Ayer subí en un taxi y fue una experiencia muy bonita.
El conductor, muy sabiamente,
comprendió que el silencio es más bello que muchas conversaciones,
por lo que no abrió la boca en todo el camino.
Eso sí, vigilaba por el retrovisor,
con mirada amable y sonriente,
que yo estuviera tranquila y bien.
Al llegar a mi destino y sacar un billete de 20 euros,
me dijo, casi con un bello susurro:
-Me alegra que lleves billetes grandes, princesa.
La vida te sonríe y eso es buena señal pero... ¿podrías darme algo suelto? -
Le respondí que no, que lo sentía.
De haberlo llevado, por supuesto, se lo hubiera dado...

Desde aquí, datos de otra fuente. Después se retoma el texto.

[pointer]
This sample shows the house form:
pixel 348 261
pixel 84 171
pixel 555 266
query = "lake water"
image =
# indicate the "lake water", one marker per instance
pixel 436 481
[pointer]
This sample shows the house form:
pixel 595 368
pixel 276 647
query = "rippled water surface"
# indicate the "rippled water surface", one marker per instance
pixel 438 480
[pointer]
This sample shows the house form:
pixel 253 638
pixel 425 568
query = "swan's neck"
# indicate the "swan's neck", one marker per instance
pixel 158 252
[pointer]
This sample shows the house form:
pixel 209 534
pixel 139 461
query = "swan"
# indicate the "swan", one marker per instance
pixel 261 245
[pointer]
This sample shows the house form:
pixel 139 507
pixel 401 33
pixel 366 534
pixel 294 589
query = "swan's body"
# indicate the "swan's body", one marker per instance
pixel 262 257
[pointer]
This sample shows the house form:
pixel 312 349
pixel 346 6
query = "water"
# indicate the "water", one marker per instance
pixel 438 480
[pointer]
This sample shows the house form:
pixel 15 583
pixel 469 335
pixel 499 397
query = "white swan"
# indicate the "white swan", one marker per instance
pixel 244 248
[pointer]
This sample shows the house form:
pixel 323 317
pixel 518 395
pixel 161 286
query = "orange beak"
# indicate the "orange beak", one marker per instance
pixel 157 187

El taxista, sin dejar su increíble cortesía,
revisó sus bolsillos y me entregó el cambio,
con una última frase que me dejó perpleja:
-No se moleste en cerrar la puerta,
no quiero que se haga daño
o que ensucie sus bonitas manos...
Al instante, cogió un garrotito de plata,
enganchó la puerta por dentro y la cerró él mismo.
Me hubiera gustado apuntar su matrícula,
por si alguien o yo misma,
vuelve a necesitar un taxi,
buscarlo por toda la ciudad y poder reencontrarnos.
FIN.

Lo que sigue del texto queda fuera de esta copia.